What Andrew would like to see is architects producing architecture that responds to the changing needs of clients by creating adaptable spaces. He wants extensions and rebuilding considered only as a last resort, instead of the first.

A recent example of Andrew’s work is a home in beachside Anglesea, Victoria. During the briefing process everything was on the table, from rebuilding from the ground up to adding a large extension with extra bedrooms. Eventually these were rejected as neither sustainable nor cost-effective solutions.

Subsequently, plans for an additional bedroom for grandchildren were scaled back to a slimline single-bed bunk room. Another dual-function space – a new living room by the back yard – was designed to convert to a guest room, vastly improving the liveability of the home with a simple, modestly sized gesture.

Kids being kids, the bunk room has had the additional benefit of being a very popular cubby-hole.

Thinking small when you have a roomy rural block runs against the grain for many people, but on most inner-suburban blocks it’s a simple necessity. In the inner-suburbs, therefore, the pursuit of maximal house size is leading people to build on every square metre, which means that gardens are becoming a thing of the past, while courtyards and balconies are the new norm. Andrew’s recent work on an inner-Melbourne terrace allowed him to challenge this trend.

Victorian terraces are notoriously light-starved and cramped, with a series of rooms running off a dark hallway and the toilet and laundry facilities at the back of the house, fronting the yard. The common solution is to add a living-kitchen-dining extension that opens onto the yard, but eats into it. Andrew’s approach was different and novel.

Firstly, he resolved to work within the existing size and fabric of the house – no extension – and realign the living space to foster family life. Then he set about designing creative furnishing and space solutions to maximise the existing space.

If there was one design feature that sums up Andrew’s work best it would probably be the kitchen island he designed for this home. It beautifully illustrates what Andrew sets out to achieve in each project: a unique solution that is both functional and elegant, engendering sustainability through compact design, and fostering social cohesion by bringing the family together.

When clients lay out plans for a kitchen-living area, many decide they need a separate work bench, space for dining table and chairs, storage cupboards and so on, then go about designing a huge kitchen and living area to fit in all these elements. In this design solution, Andrew combines all these elements into a custom-designed kitchen island bench. Combining prep area and cupboard, it also has a lower-level workspace where the children can draw or do their homework in the company of their parents. And at meal times it becomes the dining table, where the family can catch up on the day’s activities.

This home also beautifully illustrates Andrew’s work with kinetic architecture. The garden-facing laundry and bathroom were converted into a multifunctional space that is easily adapted to suit the needs of the clients. Primarily a living space and play room, when guests stay it can be turned into a bedroom with an inexpensive, built-in fold-out bed.
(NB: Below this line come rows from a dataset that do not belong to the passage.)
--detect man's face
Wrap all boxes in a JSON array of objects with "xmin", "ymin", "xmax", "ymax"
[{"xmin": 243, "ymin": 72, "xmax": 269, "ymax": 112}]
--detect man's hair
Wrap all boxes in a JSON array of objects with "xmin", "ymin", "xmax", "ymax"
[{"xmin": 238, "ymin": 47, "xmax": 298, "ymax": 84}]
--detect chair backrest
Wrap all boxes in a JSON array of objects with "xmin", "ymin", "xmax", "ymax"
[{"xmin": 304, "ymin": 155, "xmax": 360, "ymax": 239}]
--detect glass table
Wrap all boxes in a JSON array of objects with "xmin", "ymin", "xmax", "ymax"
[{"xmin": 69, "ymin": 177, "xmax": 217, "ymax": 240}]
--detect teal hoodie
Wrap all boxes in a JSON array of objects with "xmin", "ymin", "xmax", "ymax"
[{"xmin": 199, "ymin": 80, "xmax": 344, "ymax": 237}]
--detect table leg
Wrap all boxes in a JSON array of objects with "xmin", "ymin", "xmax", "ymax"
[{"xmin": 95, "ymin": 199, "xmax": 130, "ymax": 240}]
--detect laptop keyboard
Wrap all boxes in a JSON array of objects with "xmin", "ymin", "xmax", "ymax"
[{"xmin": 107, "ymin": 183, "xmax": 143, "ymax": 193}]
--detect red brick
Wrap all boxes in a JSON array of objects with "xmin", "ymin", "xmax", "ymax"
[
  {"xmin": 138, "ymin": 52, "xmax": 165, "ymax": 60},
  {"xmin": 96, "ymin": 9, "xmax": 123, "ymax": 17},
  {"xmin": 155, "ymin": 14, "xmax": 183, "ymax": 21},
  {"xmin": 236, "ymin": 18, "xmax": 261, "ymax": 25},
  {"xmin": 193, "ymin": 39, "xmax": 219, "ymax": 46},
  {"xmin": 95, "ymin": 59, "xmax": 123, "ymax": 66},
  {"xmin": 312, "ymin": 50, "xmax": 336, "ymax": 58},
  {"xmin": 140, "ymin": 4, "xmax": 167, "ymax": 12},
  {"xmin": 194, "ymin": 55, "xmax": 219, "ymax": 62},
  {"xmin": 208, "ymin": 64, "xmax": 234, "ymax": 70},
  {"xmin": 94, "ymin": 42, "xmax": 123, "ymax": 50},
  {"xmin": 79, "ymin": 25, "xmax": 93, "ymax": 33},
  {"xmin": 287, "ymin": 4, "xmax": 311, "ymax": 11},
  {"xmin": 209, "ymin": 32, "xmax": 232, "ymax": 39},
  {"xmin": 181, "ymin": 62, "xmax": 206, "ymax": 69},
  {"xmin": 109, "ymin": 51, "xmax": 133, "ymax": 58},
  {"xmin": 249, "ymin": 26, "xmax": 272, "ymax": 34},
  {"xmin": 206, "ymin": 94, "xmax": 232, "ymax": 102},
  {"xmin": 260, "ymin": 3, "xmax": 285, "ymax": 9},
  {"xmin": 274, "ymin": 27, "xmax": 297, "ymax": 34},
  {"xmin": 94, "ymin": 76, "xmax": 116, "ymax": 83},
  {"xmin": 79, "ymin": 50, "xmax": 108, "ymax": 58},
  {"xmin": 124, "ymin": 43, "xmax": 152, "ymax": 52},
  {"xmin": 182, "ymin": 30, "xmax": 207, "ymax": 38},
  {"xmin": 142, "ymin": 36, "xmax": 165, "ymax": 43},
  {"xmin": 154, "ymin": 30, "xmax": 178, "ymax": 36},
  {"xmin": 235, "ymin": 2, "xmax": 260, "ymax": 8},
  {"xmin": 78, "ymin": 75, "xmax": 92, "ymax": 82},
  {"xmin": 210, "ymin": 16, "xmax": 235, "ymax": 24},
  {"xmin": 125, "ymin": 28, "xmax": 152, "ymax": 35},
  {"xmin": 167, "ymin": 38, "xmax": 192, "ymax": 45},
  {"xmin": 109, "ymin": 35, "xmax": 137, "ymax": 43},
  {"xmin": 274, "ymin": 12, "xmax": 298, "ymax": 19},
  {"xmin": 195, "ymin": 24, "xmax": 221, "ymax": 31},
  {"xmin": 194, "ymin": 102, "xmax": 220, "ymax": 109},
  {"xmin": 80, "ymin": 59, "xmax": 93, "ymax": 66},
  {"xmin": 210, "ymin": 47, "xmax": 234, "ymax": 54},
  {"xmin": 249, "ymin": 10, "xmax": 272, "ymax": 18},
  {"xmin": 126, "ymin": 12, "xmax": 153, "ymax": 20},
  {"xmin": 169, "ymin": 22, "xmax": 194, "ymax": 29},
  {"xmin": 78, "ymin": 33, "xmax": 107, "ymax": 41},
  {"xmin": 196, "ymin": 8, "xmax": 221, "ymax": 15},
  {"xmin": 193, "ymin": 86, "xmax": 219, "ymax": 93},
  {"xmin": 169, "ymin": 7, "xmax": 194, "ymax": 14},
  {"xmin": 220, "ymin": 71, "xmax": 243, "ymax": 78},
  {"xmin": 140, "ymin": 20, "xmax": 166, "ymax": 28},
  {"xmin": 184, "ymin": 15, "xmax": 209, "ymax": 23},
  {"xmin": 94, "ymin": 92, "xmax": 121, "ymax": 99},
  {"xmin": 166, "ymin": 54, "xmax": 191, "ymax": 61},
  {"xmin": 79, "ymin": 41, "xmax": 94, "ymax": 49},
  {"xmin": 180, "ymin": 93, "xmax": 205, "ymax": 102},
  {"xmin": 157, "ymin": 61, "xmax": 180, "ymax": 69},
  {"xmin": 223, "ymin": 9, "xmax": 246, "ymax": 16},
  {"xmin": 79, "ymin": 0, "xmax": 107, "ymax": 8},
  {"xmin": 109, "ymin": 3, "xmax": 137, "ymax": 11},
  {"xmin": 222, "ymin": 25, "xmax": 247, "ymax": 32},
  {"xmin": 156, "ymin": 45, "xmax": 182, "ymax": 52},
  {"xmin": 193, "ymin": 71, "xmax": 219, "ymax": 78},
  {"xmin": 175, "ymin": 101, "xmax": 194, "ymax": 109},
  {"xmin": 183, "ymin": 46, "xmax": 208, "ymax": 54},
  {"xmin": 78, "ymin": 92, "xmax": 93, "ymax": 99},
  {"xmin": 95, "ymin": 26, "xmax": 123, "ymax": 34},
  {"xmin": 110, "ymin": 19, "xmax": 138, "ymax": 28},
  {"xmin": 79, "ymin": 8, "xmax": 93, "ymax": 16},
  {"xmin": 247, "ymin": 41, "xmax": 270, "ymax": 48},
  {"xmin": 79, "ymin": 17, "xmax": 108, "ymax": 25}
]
Andrew’s views about the future of building are characteristically honest. “At the moment we tend to rely on increased consumption to solve our problems, which is illogical. We really need to ask ourselves whether we need to change ourselves and our habits before blaming the spaces we currently occupy.

“If a renovation, extension or new build is necessary, then think small and think strategic. Never confuse small with cheap. It’s better to get a budget and spend it on something small that is designed extremely well than use the same budget spread thinly over a large area that performs badly.”